Dialogue with Lord Browne
Energy, Feature, Green, Interviews
September 5, 2019, 5:22 am
1. Was Beyond Petroleum too early, too bold, and too fast for the industry 20 years ago?
‘Beyond Petroleum’ certainly did not feel fast at the time; it was the product of almost a decade of thinking, listening and consultation both within BP and with stakeholders and experts outside the company. It was a reflection of the journey the company had been on, and the path we planned to take. When BP became the first IOC to acknowledge the threat posed by climate change
in 1997, we were accused by our competitors of having ‘left the church’. Within a decade, however, there was widespread acceptance across the industry that man-made climate change was happening, and that we had to be part of the solution. So in that respect, I wish Beyond Petroleum had come sooner, and that we had been even bolder in our efforts to go beyond hydrocarbons. However, much of the infrastructure, policy, public opinion and investor appetite needed to go really ‘beyond petroleum’ was not yet in place. Things are different now.
2. Is the role of an IOC to deliver shareholder value, or to drive positive change?

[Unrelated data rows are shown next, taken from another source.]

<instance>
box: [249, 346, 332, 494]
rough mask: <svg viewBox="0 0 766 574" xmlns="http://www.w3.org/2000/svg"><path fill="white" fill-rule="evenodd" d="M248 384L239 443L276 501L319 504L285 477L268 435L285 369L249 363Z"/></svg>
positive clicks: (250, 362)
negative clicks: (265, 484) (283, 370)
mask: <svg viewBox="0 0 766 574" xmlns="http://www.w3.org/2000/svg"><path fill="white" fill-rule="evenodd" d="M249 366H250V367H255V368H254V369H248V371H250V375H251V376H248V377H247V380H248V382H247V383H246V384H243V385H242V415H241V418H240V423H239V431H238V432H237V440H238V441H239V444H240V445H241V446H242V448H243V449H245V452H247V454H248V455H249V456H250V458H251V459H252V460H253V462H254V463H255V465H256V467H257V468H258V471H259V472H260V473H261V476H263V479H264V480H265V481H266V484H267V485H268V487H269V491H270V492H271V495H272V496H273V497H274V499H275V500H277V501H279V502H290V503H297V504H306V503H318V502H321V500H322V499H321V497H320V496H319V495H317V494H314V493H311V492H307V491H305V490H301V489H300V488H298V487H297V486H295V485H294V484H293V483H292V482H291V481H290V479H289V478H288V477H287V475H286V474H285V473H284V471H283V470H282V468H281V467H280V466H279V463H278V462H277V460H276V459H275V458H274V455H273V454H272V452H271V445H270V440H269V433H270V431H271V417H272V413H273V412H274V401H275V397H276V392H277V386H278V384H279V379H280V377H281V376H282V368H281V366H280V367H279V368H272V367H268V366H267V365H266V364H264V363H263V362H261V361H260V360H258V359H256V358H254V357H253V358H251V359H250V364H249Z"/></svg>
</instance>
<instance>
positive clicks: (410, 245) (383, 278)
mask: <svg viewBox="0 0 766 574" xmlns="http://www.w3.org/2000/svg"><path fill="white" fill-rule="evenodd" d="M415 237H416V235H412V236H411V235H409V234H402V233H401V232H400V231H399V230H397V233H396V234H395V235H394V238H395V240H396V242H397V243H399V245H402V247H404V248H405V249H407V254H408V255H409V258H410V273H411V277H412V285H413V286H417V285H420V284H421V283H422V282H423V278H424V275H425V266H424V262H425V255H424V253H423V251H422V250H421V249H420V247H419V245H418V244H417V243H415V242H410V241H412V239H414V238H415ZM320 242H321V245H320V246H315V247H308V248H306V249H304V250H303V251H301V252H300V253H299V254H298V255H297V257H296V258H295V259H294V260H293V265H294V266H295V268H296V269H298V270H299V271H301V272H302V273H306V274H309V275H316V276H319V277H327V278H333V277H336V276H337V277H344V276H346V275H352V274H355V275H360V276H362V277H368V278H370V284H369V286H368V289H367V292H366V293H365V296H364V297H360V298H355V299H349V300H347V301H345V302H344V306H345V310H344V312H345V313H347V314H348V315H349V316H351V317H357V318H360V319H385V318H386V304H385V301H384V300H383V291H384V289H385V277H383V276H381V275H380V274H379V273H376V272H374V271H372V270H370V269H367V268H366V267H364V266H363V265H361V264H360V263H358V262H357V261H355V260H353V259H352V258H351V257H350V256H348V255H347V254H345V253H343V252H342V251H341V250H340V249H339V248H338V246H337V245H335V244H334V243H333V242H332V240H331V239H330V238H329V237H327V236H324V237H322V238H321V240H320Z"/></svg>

The role of any business is to deliver value, both to its shareholders and to the societies in which it operates. If it only does one of these, it will not last for long. When you look at history, business has always been an engine of human progress. It is the only institution capable of delivering solutions to society’s biggest challenges, such as climate change. That is why I have always rejected ‘shareholder value theory’ as incomplete. After all, people do not come to work every day simply to make other people richer. They want to improve the future of humanity.

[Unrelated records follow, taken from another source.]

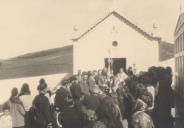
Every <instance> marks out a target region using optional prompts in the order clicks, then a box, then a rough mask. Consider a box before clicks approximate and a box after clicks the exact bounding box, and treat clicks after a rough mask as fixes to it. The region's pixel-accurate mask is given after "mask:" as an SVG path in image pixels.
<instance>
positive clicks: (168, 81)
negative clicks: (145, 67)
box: [152, 67, 174, 128]
mask: <svg viewBox="0 0 184 128" xmlns="http://www.w3.org/2000/svg"><path fill="white" fill-rule="evenodd" d="M171 84H172V70H171V68H170V67H167V68H166V69H165V73H164V77H163V79H162V80H160V81H159V88H158V94H157V95H156V97H155V106H154V111H153V113H152V118H153V120H154V124H155V128H174V123H173V117H172V115H171V108H173V107H174V94H173V90H172V88H171Z"/></svg>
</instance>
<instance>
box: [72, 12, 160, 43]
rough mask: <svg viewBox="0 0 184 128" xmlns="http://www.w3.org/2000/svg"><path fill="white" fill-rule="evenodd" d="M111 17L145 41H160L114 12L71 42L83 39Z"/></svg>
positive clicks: (155, 37)
mask: <svg viewBox="0 0 184 128" xmlns="http://www.w3.org/2000/svg"><path fill="white" fill-rule="evenodd" d="M111 15H114V16H115V17H116V18H118V19H119V20H121V21H122V22H124V23H126V24H127V25H129V26H130V27H132V28H133V29H134V30H136V31H137V32H139V33H140V34H142V35H143V36H144V37H146V38H147V39H149V40H156V41H160V40H161V38H160V37H154V36H152V35H151V34H149V33H147V32H146V31H144V30H143V29H141V28H140V27H138V26H137V25H135V24H133V23H132V22H131V21H129V20H128V19H126V18H125V17H123V16H122V15H120V14H119V13H117V12H116V11H112V12H110V13H109V14H108V15H107V16H105V17H104V18H102V19H101V20H100V21H98V22H97V23H96V24H95V25H93V26H92V27H91V28H89V29H88V30H87V31H85V32H84V33H83V34H81V35H80V36H79V37H77V38H73V39H72V40H73V41H78V40H80V39H81V38H82V37H84V36H85V35H87V34H88V33H89V32H90V31H92V30H93V29H94V28H96V27H97V26H98V25H99V24H101V23H102V22H103V21H105V20H106V19H107V18H108V17H110V16H111Z"/></svg>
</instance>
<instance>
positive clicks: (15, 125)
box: [7, 88, 25, 128]
mask: <svg viewBox="0 0 184 128" xmlns="http://www.w3.org/2000/svg"><path fill="white" fill-rule="evenodd" d="M7 105H8V106H9V107H10V115H11V117H12V127H13V128H25V121H24V116H25V110H24V106H23V104H22V102H21V101H20V99H19V93H18V89H17V88H13V89H12V91H11V97H10V99H9V100H8V102H7Z"/></svg>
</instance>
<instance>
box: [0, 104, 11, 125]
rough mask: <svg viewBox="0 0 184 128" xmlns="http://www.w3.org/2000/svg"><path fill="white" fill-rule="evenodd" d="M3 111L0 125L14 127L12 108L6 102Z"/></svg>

3. What are the technologies that have failed to deliver on their promise in the last two decades?
The biggest disappointment has undoubtedly been nuclear energy. When I was growing up, we all thought that nuclear power would be the magic bullet that would provide safe, secure and sustainable energy. But it never took off in a big way. A small number of high-profile major accidents contributed to the perception that it was dangerous, although nuclear power remains the safest form of energy.
These concerns about safety have helped to make nuclear power the only source of energy which has become more expensive over time. There is great excitement about small modular reactors, which have great potential. Nuclear fusion, on the other hand, seems many, many decades away.
4. Are policy makers doing enough to help businesses deliver better energy?
Public policy has done remarkable things for the development and deployment of new energy technologies. The cost of solar generation capacity, for example, has fallen by more than 99 per cent over the past forty years. That is the result of private sector innovation, supported by a policy environment which has encouraged deployment. Solar has now reached a tipping point, where the cost of its electricity rivals that produced from coal or gas, even without subsidy. This means that the role of public policy clearly has to evolve. For more than twenty years, I have argued that a global carbon tax, applied universally and equitably, is the most important thing we could do to tackle the problem of climate change. I continue to make that case.